Annie Capestany’s letter to the editor (April 21) was amusing. Let me see if I have this straight, there are approximately 350 million firearms in the United States and the vast majority of these firearms are owned by elderly, white, Republican men.
I have never been a member of the Republican Party. I have been a registered independent since 1978 and have consistently voted against politicians who support new gun-control legislation.
Immigrants and guns. The picture that comes to my mind is of the Korean immigrants standing on the roof of their retail business armed with shotguns and rifles during the 1992 Los Angeles riots. Their business and livelihood survived even though many of their neighbors’ businesses were destroyed. It’s posted on YouTube.
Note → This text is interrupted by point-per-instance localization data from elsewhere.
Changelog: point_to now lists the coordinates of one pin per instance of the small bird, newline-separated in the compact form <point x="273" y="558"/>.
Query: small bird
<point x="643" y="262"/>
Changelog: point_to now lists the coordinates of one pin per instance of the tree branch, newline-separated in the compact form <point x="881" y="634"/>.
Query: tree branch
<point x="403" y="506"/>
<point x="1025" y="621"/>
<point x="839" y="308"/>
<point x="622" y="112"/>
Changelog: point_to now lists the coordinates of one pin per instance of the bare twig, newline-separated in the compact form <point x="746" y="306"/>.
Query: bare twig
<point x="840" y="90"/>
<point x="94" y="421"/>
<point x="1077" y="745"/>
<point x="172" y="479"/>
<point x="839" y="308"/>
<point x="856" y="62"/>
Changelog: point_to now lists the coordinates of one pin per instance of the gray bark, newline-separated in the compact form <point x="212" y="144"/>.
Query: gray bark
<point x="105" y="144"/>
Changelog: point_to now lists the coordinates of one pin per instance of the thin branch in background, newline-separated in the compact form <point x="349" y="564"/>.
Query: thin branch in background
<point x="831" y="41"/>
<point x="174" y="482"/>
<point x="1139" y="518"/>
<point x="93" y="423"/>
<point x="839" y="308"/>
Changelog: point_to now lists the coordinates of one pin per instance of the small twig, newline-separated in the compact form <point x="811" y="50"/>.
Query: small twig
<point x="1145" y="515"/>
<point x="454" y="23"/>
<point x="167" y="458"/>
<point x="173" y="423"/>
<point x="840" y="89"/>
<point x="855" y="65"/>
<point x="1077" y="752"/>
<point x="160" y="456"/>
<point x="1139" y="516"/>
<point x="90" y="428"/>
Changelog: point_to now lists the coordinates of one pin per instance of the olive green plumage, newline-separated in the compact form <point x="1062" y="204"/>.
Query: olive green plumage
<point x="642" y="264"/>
In the early 1980s I was working alone during wheat harvest at a grain elevator on Harvey Shaw Road. One afternoon a Washington State Patrol car pulled up to the elevator and the officer asked if I had seen a sports car with two men in it drive by.
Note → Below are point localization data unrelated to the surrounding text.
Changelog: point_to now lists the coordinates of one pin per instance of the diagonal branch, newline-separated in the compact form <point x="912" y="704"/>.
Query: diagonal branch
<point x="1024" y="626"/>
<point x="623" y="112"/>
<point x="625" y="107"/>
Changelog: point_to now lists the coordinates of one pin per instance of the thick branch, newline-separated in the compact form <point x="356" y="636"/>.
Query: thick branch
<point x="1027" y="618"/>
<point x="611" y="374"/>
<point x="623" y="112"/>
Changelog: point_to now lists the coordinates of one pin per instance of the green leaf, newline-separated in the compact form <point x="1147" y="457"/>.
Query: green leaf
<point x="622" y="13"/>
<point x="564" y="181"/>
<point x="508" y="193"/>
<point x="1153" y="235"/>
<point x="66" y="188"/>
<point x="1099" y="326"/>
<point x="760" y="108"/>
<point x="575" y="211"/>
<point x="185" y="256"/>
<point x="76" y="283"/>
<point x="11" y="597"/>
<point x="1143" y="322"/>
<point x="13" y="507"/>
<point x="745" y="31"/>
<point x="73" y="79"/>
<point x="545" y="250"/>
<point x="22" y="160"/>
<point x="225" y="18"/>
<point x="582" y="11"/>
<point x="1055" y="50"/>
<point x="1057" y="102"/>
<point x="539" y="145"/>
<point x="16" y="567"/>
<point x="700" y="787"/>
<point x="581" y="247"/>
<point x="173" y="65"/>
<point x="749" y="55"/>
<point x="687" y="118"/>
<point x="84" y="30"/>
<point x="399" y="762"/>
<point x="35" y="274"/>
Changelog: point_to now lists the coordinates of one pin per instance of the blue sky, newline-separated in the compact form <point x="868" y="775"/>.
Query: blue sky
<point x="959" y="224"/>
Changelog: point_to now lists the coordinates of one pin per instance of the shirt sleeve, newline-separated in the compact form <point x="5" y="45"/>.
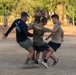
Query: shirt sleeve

I told the officer that no one had been by for an hour. He told me that the two men were inmates who had just escaped from the Washington State Penitentiary. I thanked him for the information and when he left I retrieved the loaded handgun I had in my vehicle and put it in my pocket, where it stayed for the remainder of the day. I was glad that I was carrying that day. I did have a permit for the handgun.
Where does the National Rifle Association derive its power from? Answer: Ordinary citizens.
I have never been a member of the NRA but I contributed for several years to the NRA’s Institute for Legislative Action to counter new gun-control legislation. There are actually a number of citizens in the U.S. who support the NRA and its efforts even though they themselves have never been members of the NRA.
Another organization I have never belonged to and will never join is AARP. Now there is a group whose power and influence really does scare me.